Staunton, November 18 – The social and economic situation in Russia continues to deteriorate and the level of pessimism about the future is now at the highest level in eight years, but this has not translated into mass protests of any kind because the government has raised the price of taking part in such protests and Russians are behaving rationally in not doing so.
Mikhail Karyagin, a Russian political scientist, argues out that the various “negative” stimuli Russians have experienced in recent months would have led them to protest had it not been for the ways in which Moscow has systematically raised the price of engaging in protest (actualcomment.ru/golodnye-bunty-privedut-li-ekonomicheskie-problemy-k-protestam-1811141135.html).
“The negative stimuli” Russians have experienced “should have provoked a certain response,” he says. But the explanation for why they haven’t done so more vigorously and dramatically is that they see the instruments available to them as fewer and more expensive just as the regime hopes they would.
Indeed, of all the outlets people in most countries have to protest to the government about their situation, Russians have only one that is more or less just as available now as it was a year or two ago – and that is voting. But voting by its nature is an episodic event, and if the regime schedules unpopular actions, many Russians may forget that by the time of the next election day.
Russian anger was expressed in the September elections, and it is possible it will last until another round of regional elections next summer or even until 2021 when there will be a vote on the Duma members, Karyagin says. There are few signs things are going to get better, and so that is at least possible.
As for other protest channels, he continues, “one must admit that in recent times, they have become ever fewer. Changes in the rules for holding meetings, mass arrests of participants, serious fines, and sometimes real jail sentences have significantly increased the cost of this instrument for citizens.”
That reality was shown at the time of pension reform.
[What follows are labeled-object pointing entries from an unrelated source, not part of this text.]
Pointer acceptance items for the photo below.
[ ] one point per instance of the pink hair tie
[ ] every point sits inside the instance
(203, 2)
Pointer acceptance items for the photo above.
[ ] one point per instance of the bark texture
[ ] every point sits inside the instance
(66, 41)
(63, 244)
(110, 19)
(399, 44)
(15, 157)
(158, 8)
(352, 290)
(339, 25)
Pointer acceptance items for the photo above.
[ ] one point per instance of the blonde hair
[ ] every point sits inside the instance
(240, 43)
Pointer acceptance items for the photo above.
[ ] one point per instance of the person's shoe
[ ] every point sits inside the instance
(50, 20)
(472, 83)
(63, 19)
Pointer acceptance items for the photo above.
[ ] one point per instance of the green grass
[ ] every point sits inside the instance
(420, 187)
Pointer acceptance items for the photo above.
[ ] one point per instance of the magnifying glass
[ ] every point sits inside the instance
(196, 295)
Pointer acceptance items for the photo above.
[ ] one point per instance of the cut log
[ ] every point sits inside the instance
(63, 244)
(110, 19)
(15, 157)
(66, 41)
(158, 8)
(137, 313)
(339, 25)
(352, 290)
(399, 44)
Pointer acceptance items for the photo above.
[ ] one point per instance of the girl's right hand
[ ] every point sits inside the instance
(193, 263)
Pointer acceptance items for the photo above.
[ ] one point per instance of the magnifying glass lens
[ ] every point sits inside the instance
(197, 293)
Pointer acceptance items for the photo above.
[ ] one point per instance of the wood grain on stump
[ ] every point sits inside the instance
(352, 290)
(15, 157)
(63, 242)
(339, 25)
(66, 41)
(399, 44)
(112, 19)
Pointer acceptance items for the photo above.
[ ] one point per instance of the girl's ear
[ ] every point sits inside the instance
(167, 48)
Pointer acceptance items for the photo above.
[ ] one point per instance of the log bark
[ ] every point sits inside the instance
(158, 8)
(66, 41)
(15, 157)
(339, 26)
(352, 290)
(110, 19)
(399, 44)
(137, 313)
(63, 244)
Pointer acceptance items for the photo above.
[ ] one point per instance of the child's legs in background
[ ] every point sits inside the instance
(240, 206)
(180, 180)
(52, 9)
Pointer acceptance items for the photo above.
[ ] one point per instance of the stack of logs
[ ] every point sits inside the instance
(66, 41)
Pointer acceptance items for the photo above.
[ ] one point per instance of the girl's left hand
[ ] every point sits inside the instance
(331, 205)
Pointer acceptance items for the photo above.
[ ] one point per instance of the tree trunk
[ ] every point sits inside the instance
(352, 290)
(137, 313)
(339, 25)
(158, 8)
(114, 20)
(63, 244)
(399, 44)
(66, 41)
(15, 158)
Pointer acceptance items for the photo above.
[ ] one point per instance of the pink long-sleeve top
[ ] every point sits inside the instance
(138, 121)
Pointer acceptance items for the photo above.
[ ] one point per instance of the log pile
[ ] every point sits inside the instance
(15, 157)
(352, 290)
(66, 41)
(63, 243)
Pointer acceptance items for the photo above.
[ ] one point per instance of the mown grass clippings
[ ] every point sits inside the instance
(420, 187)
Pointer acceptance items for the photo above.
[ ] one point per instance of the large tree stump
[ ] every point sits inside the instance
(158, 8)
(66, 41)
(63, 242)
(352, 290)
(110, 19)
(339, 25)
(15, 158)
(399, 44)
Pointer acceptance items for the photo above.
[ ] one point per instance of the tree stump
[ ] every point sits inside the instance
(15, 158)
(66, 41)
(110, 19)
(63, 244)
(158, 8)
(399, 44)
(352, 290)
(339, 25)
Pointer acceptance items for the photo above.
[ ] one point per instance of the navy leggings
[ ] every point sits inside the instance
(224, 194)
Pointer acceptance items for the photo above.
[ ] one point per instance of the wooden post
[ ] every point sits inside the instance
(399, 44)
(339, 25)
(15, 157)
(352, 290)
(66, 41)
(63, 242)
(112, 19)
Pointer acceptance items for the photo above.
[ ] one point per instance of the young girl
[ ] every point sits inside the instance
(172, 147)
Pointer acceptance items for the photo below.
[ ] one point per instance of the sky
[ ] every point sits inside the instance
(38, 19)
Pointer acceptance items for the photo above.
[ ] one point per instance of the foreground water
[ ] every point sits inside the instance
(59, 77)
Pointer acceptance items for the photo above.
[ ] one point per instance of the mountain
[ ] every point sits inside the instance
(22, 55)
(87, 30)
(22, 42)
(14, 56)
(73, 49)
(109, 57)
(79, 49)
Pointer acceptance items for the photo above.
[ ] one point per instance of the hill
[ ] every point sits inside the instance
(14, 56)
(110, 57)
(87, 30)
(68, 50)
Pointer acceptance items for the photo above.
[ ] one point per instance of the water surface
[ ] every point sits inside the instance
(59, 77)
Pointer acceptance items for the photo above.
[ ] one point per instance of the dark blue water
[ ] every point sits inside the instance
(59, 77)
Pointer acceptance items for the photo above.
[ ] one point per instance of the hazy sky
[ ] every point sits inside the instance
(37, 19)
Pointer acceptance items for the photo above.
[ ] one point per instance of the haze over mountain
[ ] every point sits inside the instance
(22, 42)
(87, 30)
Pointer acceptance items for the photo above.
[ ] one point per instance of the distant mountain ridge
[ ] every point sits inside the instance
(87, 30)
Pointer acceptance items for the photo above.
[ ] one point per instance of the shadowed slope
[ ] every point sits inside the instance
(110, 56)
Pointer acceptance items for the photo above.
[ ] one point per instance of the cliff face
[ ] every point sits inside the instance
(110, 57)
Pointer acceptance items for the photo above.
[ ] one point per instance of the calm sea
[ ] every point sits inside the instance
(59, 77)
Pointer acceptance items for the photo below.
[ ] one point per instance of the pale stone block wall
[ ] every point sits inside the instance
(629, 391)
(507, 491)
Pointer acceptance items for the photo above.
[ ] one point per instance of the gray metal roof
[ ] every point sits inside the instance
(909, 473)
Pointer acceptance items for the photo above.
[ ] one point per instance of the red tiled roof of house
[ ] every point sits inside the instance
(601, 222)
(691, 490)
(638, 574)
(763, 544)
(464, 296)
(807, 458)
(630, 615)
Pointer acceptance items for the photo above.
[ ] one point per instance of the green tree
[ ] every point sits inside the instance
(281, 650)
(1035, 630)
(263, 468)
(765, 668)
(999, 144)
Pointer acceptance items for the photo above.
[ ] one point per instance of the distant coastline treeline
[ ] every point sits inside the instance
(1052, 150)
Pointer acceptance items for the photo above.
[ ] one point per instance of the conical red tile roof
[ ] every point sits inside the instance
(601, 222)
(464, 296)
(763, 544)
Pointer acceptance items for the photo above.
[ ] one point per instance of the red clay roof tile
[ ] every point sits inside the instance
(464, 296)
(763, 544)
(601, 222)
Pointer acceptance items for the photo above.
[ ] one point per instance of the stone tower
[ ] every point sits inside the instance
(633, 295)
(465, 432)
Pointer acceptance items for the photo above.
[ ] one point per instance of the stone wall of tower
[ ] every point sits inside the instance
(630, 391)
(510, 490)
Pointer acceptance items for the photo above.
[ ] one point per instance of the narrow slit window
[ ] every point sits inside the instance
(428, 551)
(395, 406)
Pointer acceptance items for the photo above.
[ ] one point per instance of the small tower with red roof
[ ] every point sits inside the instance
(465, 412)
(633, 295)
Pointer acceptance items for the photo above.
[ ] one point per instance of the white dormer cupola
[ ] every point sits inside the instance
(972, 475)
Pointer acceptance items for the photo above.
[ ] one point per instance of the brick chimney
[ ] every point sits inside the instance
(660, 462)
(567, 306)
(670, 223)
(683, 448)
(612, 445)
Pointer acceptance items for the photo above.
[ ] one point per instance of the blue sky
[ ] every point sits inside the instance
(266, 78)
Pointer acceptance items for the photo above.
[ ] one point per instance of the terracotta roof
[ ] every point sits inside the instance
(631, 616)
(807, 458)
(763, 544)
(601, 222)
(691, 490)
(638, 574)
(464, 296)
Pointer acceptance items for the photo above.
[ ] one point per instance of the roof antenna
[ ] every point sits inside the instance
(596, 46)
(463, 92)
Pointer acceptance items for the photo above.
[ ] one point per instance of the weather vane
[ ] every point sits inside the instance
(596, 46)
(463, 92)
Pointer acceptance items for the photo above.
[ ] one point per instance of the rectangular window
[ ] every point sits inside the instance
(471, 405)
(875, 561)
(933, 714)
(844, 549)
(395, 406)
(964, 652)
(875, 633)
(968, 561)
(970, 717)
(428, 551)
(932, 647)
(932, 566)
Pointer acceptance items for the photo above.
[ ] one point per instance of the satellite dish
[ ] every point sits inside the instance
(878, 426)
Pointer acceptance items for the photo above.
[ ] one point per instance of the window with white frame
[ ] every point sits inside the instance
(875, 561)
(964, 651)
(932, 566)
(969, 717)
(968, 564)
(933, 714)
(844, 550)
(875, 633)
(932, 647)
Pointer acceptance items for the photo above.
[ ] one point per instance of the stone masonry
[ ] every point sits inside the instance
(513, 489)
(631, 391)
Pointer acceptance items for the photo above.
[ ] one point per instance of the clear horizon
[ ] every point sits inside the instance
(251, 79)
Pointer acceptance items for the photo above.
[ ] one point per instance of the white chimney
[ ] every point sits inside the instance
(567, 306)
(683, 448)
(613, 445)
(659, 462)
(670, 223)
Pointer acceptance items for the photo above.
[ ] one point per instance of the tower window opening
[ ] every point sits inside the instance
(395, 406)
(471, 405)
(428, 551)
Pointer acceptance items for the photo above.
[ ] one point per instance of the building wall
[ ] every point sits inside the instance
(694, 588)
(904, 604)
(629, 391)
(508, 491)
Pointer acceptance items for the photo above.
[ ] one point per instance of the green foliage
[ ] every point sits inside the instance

Polls showed that 90 percent of Russians were against the plan to raise retirement ages, “but only a few thousand went into the streets.” For most, this was a rational choice rather than something determined by culture – and the Kremlin was counting on that.
Using the Internet for protests has also become more expensive given the cases brought against an increasing number of people for posts, reposts and likes. And using the regular media is almost impossible: most is tightly controlled, and the small part which isn’t isn’t accessible to many.
“One of the most free spheres” of public life in which protest is possible, the political scientist says, is art. The powers that be do on occasion ban performances or exhibits, but they find it more difficult to control this segment than others. Consequently, “political figures are becoming ever more numerous in creative activities.”
The big question now, however, Karyagin says, is whether Russian popular anger will grow faster than the regime increases the price for protests. If it does, Russians like anyone else will go into the streets. If it doesn’t, then the current pattern of sullen but unexpressed anger will likely continue for some time.